Zimbabwe's equity markets had a subdued first half of 2025, with the Zimbabwe Stock Exchange (ZSE) shedding 3% in real dollar terms and the Victoria Falls Stock Exchange (VFEX) ending flat. However, both markets have staged a recovery, with the ZSE now up 16% year-to-date (YTD) and VFEX gaining 12,6%.
The ZSE's poor start was largely due to tight liquidity, with heavyweight Delta Corporation delivering a near-zero return that dragged overall performance. Mid-caps showed a mixed picture: Starafrica and ZHL led gains, while TN Cybertech and Tanganda were among the worst performers. Meikles' suspension was lifted in the second half, while ZSE Holdings also self-listed.

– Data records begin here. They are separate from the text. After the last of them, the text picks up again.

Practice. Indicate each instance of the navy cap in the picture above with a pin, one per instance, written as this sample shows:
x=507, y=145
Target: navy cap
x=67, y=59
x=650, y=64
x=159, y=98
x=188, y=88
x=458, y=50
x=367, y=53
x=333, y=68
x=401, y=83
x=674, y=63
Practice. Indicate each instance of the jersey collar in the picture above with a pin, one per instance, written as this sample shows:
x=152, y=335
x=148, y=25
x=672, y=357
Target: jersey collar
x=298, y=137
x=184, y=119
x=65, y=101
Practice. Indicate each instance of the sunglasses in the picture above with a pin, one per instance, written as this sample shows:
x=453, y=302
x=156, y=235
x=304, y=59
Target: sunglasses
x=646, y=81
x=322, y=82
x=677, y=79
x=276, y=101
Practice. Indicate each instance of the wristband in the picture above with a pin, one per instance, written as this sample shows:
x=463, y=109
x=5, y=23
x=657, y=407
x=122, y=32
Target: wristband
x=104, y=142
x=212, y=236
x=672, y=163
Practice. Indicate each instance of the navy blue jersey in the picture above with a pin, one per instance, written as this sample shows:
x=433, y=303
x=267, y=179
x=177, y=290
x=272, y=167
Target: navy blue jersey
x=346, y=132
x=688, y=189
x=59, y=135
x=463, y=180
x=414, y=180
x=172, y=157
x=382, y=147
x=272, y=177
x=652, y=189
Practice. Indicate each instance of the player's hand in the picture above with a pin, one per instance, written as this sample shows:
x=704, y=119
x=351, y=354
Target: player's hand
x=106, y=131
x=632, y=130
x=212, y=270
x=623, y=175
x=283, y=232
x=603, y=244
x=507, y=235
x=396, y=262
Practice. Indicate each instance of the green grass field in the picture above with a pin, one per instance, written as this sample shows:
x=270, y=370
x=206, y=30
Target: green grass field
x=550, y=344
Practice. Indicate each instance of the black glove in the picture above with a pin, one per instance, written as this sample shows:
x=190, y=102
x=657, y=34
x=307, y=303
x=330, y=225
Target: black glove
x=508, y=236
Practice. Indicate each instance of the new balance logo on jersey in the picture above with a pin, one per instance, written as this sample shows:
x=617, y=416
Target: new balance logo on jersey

On VFEX, the Morgan & Co All Share Index slipped just 10 basis points in the first half, as its largest stocks Innscor and WestProp traded marginally. SeedCo International fell 29%, making it the worst performer, while African Sun surged 50% as it restructured its property portfolio. National Foods delisted, and London-listed Kavango Resources is expected to complete a secondary listing later this year.
ETFs and REITs
The Cass Saddle Agriculture ETF was the standout performer, tripling in price during the first half. Other ETFs managed single-digit growth, while the Old Mutual ZSE Top Ten ETF was delisted due to declining liquidity after several blue chips migrated to VFEX.
Among REITs, Tigere rose 6% on the back of adding Highlands Park Phase 2 to its portfolio, while Eagle REIT, listed in May, was flat by June. Revitus REIT performed worst, with a 22% loss.
Financial Securities Exchange
Old Mutual Zimbabwe Limited advanced 20,7% in the first half, driven by the suspension of price limits, though this also fuelled volatility.
Outlook and Strategy
Authorities' tight control of the Zimbabwe Gold (ZiG) currency has prolonged low liquidity on the ZSE, leaving many stocks undervalued but offering attractive dividend yields—some as high as 16%. Analysts see this as a buying window for fundamentally solid counters.
VFEX has benefitted from improved US dollar liquidity in 2025, with the currency now accounting for 80% of transactions and over 90% of loans. The Morgan & Co VFEX Index has gained 15% since June, lifted by Innscor, Simbisa Brands, and Padenga.
Looking ahead, analysts recommend investors focus on market leaders with strong US dollar revenues, low liquidity risks, solid fundamentals, and strong dividends. Delta, Econet Wireless, SeedCo Limited, and Padenga remain top picks, with significant upside expected in 2026 as liquidity improves.